November | 2022 | Murshed Zaman

Flattening JSON docs in Snowflake Data Warehouse

November 5, 2022 by Murshed Leave a comment

In this blog, I will go over some tips and tricks that I used to flatten JSON data into a relational form in the Snowflake data warehouse.

There are many examples of how to load JSON data into the Snowflake data warehouse, thus I am going to skip that part. But it is worth mentioning that we do a full load of our MongoDB over the weekend and the rest of the time we do delta loads based on the record updated date in MongoDB. When loading the delta portion of the JSON docs we heavily use what I call the delete-insert process with joins to insert the data into JSON tables. We use Snowpipe to load the data from MongoDB to Snowflake.

My JSON examples are from MongoDB, but any valid JSON will work. My screenshots of JSON documents are from MongoDB Compass, a UI tool that allows you to view/update/delete data in MongoDB. For purposes of this being a public blog, I will blur and obfuscate any identifying information. But you will learn how to write SQL code to flatten JSON data on Snowflake with the code examples.
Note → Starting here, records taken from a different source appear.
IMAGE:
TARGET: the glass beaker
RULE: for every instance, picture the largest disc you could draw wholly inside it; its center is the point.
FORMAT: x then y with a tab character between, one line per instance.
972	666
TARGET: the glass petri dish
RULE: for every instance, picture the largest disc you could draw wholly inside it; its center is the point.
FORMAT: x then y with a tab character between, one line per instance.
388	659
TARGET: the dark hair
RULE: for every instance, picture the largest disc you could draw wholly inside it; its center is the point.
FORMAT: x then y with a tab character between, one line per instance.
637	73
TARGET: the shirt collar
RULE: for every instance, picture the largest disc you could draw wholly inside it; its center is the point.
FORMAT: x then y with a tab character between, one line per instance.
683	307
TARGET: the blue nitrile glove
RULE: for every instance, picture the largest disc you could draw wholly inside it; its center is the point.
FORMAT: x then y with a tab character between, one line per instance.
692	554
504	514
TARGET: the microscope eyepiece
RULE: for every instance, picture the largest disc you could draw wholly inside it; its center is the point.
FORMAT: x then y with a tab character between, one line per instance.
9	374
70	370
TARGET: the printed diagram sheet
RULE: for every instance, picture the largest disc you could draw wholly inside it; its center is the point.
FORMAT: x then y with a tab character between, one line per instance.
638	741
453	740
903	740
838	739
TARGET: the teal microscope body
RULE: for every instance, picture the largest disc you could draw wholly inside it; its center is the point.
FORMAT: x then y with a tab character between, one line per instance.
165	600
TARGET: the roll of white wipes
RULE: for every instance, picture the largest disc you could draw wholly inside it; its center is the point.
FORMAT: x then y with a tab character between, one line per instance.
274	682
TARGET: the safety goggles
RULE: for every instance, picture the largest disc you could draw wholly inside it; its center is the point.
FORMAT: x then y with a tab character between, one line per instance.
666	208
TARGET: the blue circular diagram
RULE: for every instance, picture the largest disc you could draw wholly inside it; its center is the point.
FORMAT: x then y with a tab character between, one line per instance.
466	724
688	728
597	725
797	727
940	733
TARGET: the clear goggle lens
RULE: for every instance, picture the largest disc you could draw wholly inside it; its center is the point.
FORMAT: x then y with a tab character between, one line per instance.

First, here is a picture of one of the JSON documents:

I usually use a ‘create or replace table/view <name> as’ statement to create a table or a view at the beginning of the following code. I am describing the patterns that I follow, obviously, you decide what works for your data.

Some explanations:

While flattening string characters, I always use the LEFT function to limit the number of characters as I do not want my code to fail if there are more characters one day in the fields that I am working with in the future.
GUID ids sometimes will need “$oid” label to be able to flatten and “$date” for date values.
I always cast my columns to a data type.
The billing address is a higher-level object and address1 is a child object thus a dot notation is needed to bring out address1 and others.
I am just interested in data that are not soft deleted on MongoDB by restricting to deleted = false.
Why is everything v:? When we load JSON data in the table, the column name we use is v, thus v: notation to refer to the data elements.

SELECT 
    LEFT(v:_id:"$oid", 24)::VARCHAR(24)  AS id
,   LEFT(v:name, 100)::NVARCHAR(100) AS name
,   v:createdDate:"$date"::TIMESTAMP AS createdDate
,   v:updatedDate:"$date"::TIMESTAMP AS  updatedDate
,   LEFT(v:accountStatus, 20)::VARCHAR(20) AS accountStatus
,   LEFT(v:billingId, 20)::VARCHAR(30) AS billingId
,   LEFT(v:accountLevel, 20)::VARCHAR(20) AS accountLevel
,   LEFT(v:phone, 30)::NVARCHAR(30) AS phone
,   LEFT(v:fax, 30)::NVARCHAR(30) AS fax
,   LEFT(v:taxId, 50)::NVARCHAR(50) AS taxId
,   LEFT(v:description, 500)::NVARCHAR(500) as description
,   LEFT(v:billingAddress.address1, 100)::NVARCHAR(100) as billingaddress1
,   LEFT(v:billingAddress.address2, 100)::NVARCHAR(100) as billingaddress2
,   LEFT(v:billingAddress.unitNumber, 30)::NVARCHAR(30) as billingUnitNumber
,   LEFT(v:billingAddress.city, 100)::NVARCHAR(100) as billingCity
,   LEFT(v:billingAddress.state, 100)::NVARCHAR(100) as billingState
,   LEFT(v:billingAddress.stateIso, 2)::NCHAR(2) as billingStateIso
,   LEFT(v:billingAddress.postalCode, 20)::NVARCHAR(20) as billingPostalCode
,   LEFT(v:billingAddress.country, 100)::NVARCHAR(100) as billingCountry
,   LEFT(v:billingAddress.countryIso, 2)::CHAR(2) as billingcountryIso
,   LEFT(v:website, 50)::NVARCHAR(50) as website
,   CASE WHEN v:deleted='true' THEN 1 else 0 end as deleted
FROM 
    <database>.<schema>.<json_table>
WHERE
    v:deleted = 'false'
;

Way to think about arrays: JSON documents are made of key/value pairs. Think of the Key as the column name, and the value holds the measure for that key. My definition of an array is a way to store different values using the same key (a list of values). In a JSON document, arrays usually will be listed in a square bracket [ ] and if you are looking at the document using MongoDB Compass, it will say the word ‘array’ next to the key (column name).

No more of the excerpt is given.